Clients wanted to know whether cleaning was on track without waiting for end-of-day updates, manual reports, or calls to the operations team.

Admins had to decide manpower allocation across sites with incomplete context. A site might need more cleaners because of higher workload, repeated missed tasks, event-driven demand, or quality issues, but those signals were spread across schedules, checklists, attendance, inventory, and site reports.

Cleaners were already uploading photos as proof of work, but reviewing those photos manually did not scale. Supervisors needed a way to spot-check whether work looked up to standard without inspecting every image themselves.

We began by connecting a practical slice of live operations data: scheduled tasks, submitted checklists, cleaner attendance, uploaded photos, and site status.

On top of that data, we prototyped a client-facing AI agent that could answer operational questions such as what had been completed, what was still pending, which areas had photo evidence, and whether any site needed attention.

We paired that with a multimodal photo triage agent. Uploaded photos were reviewed against expected cleaning standards, with low-confidence or likely-failed checks escalated to admins instead of buried inside a gallery.

The production system connected iOS, Android, web, and Telegram to the same backend. Cleaners could check in, submit checklists, upload proof-of-work photos, update task progress, and raise operational issues from the surface they already used.

A real-time client agent sits on top of the cleaning management data. Instead of waiting for a report, clients can ask what happened at their site today, which areas are complete, which tasks are delayed, and where photo evidence exists.

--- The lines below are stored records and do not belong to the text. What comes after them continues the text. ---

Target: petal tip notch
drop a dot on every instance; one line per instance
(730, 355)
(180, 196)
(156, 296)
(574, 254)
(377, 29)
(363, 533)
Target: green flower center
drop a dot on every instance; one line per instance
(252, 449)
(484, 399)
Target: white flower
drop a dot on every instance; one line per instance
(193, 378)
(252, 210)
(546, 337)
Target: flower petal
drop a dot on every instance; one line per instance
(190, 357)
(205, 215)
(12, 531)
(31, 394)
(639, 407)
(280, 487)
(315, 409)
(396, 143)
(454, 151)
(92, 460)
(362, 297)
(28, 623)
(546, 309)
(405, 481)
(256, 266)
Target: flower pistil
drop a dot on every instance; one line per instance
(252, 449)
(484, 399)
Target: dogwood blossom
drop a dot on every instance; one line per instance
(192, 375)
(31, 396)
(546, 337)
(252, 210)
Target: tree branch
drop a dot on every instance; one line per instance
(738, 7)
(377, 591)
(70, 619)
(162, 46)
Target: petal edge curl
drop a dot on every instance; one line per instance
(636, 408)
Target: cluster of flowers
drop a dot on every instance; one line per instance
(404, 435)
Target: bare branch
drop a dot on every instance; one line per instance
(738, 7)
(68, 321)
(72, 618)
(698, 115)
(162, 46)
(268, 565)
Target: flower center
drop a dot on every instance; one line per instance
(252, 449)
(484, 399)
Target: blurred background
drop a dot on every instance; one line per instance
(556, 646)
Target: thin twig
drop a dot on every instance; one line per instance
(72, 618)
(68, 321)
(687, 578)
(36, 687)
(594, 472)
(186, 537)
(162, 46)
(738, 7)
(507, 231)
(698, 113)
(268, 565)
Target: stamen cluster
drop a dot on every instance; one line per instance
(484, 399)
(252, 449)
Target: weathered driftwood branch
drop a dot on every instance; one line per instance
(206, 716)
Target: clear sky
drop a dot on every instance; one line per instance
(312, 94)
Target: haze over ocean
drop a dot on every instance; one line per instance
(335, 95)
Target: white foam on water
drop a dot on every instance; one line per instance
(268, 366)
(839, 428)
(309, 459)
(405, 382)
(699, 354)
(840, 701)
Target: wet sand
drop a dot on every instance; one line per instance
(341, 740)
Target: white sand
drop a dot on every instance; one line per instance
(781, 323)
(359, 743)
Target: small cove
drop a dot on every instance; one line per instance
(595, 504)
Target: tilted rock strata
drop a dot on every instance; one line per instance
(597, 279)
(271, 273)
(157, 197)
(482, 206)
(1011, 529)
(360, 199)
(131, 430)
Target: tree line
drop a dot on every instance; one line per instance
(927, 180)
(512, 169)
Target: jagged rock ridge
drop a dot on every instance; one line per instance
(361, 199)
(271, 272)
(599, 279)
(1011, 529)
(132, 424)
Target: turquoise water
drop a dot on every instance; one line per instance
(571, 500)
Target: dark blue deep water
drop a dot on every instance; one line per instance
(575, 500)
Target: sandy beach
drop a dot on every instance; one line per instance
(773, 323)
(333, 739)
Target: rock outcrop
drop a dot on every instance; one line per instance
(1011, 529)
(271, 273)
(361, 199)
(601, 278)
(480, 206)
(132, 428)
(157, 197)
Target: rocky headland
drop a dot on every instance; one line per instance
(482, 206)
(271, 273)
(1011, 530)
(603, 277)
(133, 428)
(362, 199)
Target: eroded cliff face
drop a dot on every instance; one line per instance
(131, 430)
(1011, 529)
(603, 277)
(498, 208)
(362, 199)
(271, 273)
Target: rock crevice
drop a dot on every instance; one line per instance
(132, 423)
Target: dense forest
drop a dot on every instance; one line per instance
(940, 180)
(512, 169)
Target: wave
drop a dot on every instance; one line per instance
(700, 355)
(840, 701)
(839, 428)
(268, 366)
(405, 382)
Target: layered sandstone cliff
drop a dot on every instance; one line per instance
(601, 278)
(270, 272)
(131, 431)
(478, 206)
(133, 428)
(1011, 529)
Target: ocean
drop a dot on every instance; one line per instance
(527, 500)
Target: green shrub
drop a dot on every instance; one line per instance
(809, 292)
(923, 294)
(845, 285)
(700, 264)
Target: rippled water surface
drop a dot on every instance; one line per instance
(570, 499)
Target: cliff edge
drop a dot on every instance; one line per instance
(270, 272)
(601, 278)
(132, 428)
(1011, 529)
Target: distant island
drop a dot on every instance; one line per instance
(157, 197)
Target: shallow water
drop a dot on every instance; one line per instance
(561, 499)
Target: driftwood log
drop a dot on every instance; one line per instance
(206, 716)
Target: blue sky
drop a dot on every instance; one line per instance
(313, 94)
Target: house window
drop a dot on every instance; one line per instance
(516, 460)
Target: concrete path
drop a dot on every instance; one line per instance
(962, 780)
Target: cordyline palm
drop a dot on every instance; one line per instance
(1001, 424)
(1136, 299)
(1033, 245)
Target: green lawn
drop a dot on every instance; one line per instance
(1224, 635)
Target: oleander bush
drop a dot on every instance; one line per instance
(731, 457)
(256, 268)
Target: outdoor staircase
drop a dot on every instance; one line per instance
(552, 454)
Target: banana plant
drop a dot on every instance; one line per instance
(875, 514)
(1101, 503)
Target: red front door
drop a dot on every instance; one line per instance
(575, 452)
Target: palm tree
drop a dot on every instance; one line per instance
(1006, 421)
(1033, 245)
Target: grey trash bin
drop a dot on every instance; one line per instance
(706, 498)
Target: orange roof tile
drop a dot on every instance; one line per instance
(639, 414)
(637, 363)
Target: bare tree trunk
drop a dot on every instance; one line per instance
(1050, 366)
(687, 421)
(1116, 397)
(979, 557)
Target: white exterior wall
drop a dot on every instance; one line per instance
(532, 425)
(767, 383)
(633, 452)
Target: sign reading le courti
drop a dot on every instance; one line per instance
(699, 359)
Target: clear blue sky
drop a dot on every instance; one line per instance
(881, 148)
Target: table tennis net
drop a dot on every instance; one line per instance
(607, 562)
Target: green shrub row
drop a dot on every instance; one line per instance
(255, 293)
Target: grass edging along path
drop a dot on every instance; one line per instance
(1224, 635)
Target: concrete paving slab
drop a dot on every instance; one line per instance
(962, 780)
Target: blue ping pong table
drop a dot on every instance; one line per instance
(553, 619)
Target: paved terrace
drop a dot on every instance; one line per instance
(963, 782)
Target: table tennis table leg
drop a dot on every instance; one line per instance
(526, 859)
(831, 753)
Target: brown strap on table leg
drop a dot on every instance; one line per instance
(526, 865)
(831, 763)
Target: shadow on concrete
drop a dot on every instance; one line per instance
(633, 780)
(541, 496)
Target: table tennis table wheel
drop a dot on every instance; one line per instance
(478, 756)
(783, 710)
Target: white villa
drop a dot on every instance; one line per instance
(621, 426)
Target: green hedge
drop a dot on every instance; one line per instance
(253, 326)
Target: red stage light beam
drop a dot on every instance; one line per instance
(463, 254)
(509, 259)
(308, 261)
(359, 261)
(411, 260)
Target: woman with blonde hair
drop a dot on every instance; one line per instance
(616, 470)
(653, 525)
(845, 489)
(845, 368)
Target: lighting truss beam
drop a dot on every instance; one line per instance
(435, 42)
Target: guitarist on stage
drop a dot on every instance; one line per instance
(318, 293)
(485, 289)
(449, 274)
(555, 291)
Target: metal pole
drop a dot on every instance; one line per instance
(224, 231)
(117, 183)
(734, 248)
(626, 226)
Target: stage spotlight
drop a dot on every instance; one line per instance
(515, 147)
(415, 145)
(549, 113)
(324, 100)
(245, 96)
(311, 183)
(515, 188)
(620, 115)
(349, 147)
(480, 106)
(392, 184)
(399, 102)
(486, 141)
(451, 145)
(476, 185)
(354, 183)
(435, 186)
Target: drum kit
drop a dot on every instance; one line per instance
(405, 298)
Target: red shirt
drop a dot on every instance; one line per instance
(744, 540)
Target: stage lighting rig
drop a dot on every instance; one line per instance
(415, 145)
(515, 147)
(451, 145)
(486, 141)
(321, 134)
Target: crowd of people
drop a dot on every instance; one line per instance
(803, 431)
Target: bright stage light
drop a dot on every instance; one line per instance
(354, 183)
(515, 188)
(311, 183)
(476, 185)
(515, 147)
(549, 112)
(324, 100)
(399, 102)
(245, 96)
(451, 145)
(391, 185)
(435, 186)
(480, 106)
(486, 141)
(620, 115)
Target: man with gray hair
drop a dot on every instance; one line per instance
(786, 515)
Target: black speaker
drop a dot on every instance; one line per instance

An admin planning agent reviews workload, attendance, open issues, site history, cleaning frequency, and quality signals to advise whether a site needs more manpower, a schedule change, or supervisor attention.

A multimodal QA agent triages cleaner-uploaded photos. It checks for visible cleanliness signals, missing proof, poor photo quality, and likely non-compliance, then sends uncertain or failed cases into a supervisor review queue.

Underneath the agents is the full cleaning management system: site setup, recurring schedules, manpower assignment, inventory, ticketing, checklists, attendance, evidence storage, dashboards, and exportable client reports.

  • Clients gained real-time answers about cleaning progress instead of waiting for manual updates.
  • Admins gained AI-assisted manpower recommendations grounded in live operational data.
  • Photo evidence became an active quality-control signal, not just an archive for later reporting.